UltraStrip Systems Inc. with its unique new M2000 Robot System, aims to dispel many of these commonly held notions and problems associated with coating removal.
The patented robotic M2000 hydroblasting technology is designed to, in a time and cost-efficient manner, remove old coatings from a given structure. While many new technologies try to lay the claim of "born out of space age technology," the M2000 system can claim so with no hesitation, as it was born out of a partnership between NASA's Jet Propulsion Laboratory (JPL), the National Robotics Engineering Consortium (NREC) at Carnegie Mellon University, and Ultrastrip.
A single drydock solution is comprised of seven major component assemblies: two M2000 robotic units, two ultra-high pressure pumps, two vacuum/generator units and a single filtration system. The entire, interconnected system works in a closed loop, and water is constantly being reused for zero discharge into the environment.
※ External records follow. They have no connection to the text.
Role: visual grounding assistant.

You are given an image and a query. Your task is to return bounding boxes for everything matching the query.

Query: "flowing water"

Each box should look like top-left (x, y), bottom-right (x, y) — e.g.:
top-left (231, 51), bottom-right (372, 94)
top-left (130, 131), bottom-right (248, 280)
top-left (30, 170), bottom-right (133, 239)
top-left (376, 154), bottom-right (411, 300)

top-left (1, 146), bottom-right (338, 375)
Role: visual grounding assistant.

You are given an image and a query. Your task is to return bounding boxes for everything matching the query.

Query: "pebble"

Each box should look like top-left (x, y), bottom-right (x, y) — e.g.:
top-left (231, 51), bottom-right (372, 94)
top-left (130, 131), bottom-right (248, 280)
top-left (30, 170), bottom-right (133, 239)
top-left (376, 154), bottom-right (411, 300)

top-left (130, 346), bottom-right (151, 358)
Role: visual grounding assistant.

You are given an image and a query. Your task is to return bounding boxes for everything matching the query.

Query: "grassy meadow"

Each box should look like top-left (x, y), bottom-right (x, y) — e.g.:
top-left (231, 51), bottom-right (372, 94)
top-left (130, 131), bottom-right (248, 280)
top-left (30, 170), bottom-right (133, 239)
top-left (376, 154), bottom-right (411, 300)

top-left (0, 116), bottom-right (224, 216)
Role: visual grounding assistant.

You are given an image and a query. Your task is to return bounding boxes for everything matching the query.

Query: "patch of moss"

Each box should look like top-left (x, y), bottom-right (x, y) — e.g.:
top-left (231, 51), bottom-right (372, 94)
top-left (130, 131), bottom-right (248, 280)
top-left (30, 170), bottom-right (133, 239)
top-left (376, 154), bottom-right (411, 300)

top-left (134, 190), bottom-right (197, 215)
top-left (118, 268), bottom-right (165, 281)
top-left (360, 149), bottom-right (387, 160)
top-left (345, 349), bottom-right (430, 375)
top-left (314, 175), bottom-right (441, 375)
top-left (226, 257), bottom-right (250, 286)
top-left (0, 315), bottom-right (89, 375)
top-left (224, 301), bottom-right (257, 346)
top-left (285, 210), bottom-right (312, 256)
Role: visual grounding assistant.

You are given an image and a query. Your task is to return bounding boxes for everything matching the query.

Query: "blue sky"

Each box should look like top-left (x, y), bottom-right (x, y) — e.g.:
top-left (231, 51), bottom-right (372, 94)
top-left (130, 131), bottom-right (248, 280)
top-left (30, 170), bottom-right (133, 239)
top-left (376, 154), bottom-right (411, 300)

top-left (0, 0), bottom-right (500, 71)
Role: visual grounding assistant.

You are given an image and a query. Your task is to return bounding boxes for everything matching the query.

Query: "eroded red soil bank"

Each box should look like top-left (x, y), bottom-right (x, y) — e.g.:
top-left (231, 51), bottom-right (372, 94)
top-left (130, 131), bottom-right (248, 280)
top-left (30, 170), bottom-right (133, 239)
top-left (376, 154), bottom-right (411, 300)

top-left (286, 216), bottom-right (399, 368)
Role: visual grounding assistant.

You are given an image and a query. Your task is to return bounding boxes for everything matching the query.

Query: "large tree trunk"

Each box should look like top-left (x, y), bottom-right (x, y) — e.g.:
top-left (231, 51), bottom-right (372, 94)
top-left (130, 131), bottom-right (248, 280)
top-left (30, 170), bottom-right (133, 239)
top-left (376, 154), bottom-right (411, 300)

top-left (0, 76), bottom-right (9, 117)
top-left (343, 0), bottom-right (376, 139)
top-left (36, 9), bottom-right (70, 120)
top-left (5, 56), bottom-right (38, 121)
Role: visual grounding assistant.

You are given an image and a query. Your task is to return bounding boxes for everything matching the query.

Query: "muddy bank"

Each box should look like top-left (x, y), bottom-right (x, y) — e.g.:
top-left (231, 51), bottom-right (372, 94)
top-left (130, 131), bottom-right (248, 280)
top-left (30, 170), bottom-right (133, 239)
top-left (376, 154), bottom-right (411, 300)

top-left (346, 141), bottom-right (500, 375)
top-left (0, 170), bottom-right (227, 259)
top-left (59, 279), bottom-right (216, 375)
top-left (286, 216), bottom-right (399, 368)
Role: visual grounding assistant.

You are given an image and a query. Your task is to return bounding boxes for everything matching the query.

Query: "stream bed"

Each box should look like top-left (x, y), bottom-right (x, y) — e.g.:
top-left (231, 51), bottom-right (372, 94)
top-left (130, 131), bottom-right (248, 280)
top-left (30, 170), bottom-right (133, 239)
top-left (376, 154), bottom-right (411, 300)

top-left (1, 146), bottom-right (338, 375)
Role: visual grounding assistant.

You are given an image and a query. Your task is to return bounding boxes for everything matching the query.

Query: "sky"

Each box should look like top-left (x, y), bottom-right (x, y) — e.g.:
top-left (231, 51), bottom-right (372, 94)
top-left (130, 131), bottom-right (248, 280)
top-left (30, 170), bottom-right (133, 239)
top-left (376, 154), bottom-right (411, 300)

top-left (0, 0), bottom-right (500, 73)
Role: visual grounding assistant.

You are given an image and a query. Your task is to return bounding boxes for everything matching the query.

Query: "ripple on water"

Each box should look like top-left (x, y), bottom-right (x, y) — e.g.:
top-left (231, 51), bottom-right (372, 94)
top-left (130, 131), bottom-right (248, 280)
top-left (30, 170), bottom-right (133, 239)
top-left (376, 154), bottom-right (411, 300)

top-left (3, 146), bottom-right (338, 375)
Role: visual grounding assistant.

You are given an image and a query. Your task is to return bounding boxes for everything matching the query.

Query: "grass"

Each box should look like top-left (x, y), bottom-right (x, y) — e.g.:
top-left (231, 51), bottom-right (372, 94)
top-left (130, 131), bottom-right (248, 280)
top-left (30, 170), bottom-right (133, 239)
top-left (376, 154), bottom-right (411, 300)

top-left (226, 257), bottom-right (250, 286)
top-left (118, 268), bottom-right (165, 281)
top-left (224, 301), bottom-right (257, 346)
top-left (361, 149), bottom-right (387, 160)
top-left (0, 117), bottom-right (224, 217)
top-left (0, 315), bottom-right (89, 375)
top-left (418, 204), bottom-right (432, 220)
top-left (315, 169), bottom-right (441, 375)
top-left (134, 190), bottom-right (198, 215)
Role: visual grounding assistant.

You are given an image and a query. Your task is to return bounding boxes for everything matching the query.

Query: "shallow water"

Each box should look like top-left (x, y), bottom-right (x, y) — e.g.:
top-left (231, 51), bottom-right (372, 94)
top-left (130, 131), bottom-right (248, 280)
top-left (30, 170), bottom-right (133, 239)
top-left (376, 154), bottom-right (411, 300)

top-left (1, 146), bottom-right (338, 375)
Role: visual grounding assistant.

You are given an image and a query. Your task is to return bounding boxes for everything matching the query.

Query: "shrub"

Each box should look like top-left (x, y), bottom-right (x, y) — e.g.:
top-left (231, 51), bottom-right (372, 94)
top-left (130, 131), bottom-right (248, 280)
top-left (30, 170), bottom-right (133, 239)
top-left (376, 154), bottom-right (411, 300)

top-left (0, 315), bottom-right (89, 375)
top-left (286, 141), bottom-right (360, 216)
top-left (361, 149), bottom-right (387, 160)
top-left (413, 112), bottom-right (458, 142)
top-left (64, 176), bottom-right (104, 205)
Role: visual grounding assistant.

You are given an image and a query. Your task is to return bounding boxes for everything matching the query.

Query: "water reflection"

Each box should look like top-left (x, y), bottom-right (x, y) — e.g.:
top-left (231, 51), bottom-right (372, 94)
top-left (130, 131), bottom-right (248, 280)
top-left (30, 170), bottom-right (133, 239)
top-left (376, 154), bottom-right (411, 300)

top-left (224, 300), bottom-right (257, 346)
Two M2000 robotic units are magnetically attached to each side of the ship in dry dock, and are controlled by an operator with a joystick type device, allowing for 360-degree movement along a vessel's curvatures. The unit moves at speeds up to 20 in. (51 cm) per second. An ultra-high pressure pump supplies clean, filtered water to the units, which strip the coatings an corrosion to any level of surface preparation, from simple pressure cleaning to HB 2.5.
A vacuum/generator is used to pull the wastewater with the paint residue and all particulate contaminants back to the holding tank, and ultimately to the water filtration unit. The water filtration unit captures the contaminated coatings slurry
, separates all particulate contaminants from the wastewater, and recycles the clean water back to the robotic vessel.
At the end of 2001 the system was put to the test at one of the world's busiest ship repair facilities, Lisnave in Portugal. While the jury is still out, the unit received its first big test with the stripping of the FSO Jamestown, a 30,000-dwt Panamax-sized tanker built in 1956. Recently reactivated for conversion to a sludge incineration plant to handle sludge from the oil fields on the west coast of Africa, the vessel provided a stout test as approximately 100,000 sq. ft. of coatings were removed from the sides and bottom of the ship, and the long deactivation had fouled her hull with rock-like barnacles. "We were given a ship in terrible condition, and the M2000 passed the trial to the amazement of all industry onlookers," said Robert O. Baratta, President and CEO of Ultrastrip, in a letter to shareholders.
Shipyards, particularly those dedicated to repair, work on notoriously tight margins and operate in shaky business conditions during the best of times. These companies are often hesitant to invest in new systems, as traditional business-as-usual edicts and tight purse strings rule. But times are changing, and the ability to get vessels in and out quickly, while providing maximum protection to the environment, will be the standard business model, not the exception. Systems such as UltraStrip's M2000 will undoubtedly become the cost of doing business.
Stripping coatings, even without the threat of environmental damage, is generally regarded as a dirty operation, and undesirable for surrounding communities and operations.
"Those shipyards that don't convert may be left in their own dust," said Dennis McGuire, founder of UltraStrip, in company literature.
The harmful effects of TBT and other biocides found in anti-foulant paints has increased this perception, and has resulted in a worldwide push to keep these elements from entering the environment. Closed-loop systems such as the UltraStip plan effectively provide all levels of hull treatment while keeping these elements contained.
To offer some basis for comparison, UltraStrip says that the M2000, to complete a job totaling 20,000 sq. m., would take 50 hours utilizing six drydock operators with 1.3 metric tons of waste. The company claims that, based on its statistics, the system pays for itself in one year. After that, extrapolating labor, consumables and equipment costs, the company claims that a shipyard realizes more than $155,000 in operating cost saves per 20,000 sq. m.